At first glance, the film appears to hinge on strict binaries — East and West, good and evil, homosexuality and heterosexuality, and subjection and domination, emphasised both contextually and artistically. In a 1983 interview, for instance, Bowie noted how the film stands on a fine-tuned juxtaposition of the Japanese actors’ stylised performances and the Westerns’ neorealism, acknowledging that a Western-made version of the film would have been a total antithesis of this Japanese sensibility. However, Ōshima’s goal was not to reinforce these stark contrasts but to unravel their complex entanglements beyond the sociocultural norms, particularly regarding honour, ethics, spirituality and sexuality. The film, hence, blends the harsh realities of war, violence, and toxic masculinity — with scenes of prisoners witnessing seppuku, dehumanisation of homosexuality, curfews, forced starvation, and arbitrary power abuse from beating to execution — with moments of affinity, solidarity, and bromance — including Lawrence’s candour and sympathy with the ‘other side’, Celliers' secret food distribution despite a fasting order, Hara's Christmas Eve absolution of Lawrence and Celliers, and Yonoi's deep affection for Celliers. The relationships among these four men further complicate power dynamics: Lawrence, the only Japanese-speaking prisoner, serves as the moral compass while Celliers, tormented by past guilt and defiant against oppression, exposes the futility of life and death; Hara, more royalist than the king, tests the boundaries of authority while Yonoi does anything to preserve his sense of order, including punishing an innocent person for a crime in the absence of guilty. Through this growing palpable tension Furyo evolves into a character-driven drama where internal conflicts are as intense as the war itself, with invisible battles fought within each man.

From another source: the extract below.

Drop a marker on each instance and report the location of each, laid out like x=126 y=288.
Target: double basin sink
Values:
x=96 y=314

It is fair to say that, in this all-male war film featuring no women and centred on repressed male homosexual desires, the true protagonist is hegemonic masculinity — constantly claiming, destroying, and rebuilding itself in a vicious circle. This is most evident in the renowned 'kiss scene,' where Celliers risks his life by stepping forward and kissing Yonoi to save Group Captain Hicksley (Jack Thompson) and the other prisoners from Yonoi’s hubristic wrath. The kiss feels like the film’s climax, the centre of gravity that makes all other events centripetal to this moment, an eruption that spouts all the tabus and closeted thoughts. And of course, unlike the kiss that awakens sleeping beauty, this unforeseen smack to heteronormativity does not go unpunished; Yonoi collapses instantly, and Celliers, after his 'diabolic' deed, is buried alive.

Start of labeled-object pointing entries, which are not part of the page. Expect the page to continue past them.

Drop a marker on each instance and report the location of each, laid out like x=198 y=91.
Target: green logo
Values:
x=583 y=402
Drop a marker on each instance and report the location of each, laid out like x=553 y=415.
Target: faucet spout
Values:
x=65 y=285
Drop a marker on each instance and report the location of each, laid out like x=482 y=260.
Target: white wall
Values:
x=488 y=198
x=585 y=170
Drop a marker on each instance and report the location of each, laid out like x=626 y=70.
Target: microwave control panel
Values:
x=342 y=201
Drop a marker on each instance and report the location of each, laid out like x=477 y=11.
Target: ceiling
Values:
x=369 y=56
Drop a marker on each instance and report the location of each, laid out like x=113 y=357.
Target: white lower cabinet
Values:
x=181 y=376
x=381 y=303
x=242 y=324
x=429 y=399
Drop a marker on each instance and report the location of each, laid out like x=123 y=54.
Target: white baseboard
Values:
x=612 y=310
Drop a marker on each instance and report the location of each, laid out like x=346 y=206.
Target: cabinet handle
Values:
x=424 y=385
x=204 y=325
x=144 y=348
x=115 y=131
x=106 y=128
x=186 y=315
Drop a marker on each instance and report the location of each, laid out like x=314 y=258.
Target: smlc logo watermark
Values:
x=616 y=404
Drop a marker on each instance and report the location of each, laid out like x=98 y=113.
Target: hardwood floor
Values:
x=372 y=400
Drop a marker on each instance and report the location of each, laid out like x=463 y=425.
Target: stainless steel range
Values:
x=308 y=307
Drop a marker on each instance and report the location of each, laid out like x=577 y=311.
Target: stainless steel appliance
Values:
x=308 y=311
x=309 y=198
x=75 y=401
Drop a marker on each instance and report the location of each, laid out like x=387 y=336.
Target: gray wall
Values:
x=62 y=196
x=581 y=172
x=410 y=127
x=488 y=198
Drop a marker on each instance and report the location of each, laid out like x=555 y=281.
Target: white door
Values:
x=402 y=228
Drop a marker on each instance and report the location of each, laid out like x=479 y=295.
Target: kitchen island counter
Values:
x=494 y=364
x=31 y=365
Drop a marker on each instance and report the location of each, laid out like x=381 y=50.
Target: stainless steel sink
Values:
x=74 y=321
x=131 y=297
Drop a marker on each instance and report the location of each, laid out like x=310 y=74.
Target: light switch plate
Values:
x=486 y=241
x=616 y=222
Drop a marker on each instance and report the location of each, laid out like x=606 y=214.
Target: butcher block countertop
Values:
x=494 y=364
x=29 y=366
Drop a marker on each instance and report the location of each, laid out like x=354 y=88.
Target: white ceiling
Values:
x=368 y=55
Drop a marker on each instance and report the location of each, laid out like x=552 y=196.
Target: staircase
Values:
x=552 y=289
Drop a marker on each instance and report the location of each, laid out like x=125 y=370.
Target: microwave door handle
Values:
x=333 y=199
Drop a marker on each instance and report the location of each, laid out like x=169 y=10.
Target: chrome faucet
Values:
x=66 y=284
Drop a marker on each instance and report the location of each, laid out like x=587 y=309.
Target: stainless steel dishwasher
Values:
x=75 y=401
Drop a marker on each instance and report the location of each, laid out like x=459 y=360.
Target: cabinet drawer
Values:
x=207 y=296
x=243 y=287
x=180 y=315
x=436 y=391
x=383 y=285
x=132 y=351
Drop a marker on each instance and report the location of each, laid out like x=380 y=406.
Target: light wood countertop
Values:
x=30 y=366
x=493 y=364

In contemporary media studies, ‘bury your gays’ describes the trope of disproportionately killing off gay characters. In Merry Christmas, Mr. Lawrence, Yonoi literally buries his gay. And with Celliers, feelings, truth, and justice are buried, too. However, the final scene leaves us with sorrow rather than fury, when the banality of evil is seen on Sergeant Hara’s closed-up face who, four years later, poignantly hails “Merry Christmas, Mr. Lawrence!”, the night before his execution as a war criminal. Because what Lawrence aptly says to Hara remains ever relevant: “We all are the victims of men who think that they are right.”

[1] Forbidden Colours, the vocal version of the main soundtrack sung by David Sylvian, references Yukio Mishima’s 1951 novel of the same name, which explores the clash between samurai ideals and same-sex love.

Ece Canlı
Ece Canlı is a researcher, artist, and musician whose work intersects material regimes, body politics, and performativity. She holds a PhD in Design from the University of Porto and is currently a researcher at CECS at the University of Minho where she investigates the spatial, material, and technological conditions of the criminal justice system, queer incarceration, penal design, and abolition feminism. As an artist, she employs extended vocal techniques and electronics to create sound for staged performances, exhibitions, and films, both collaboratively and as a soloist.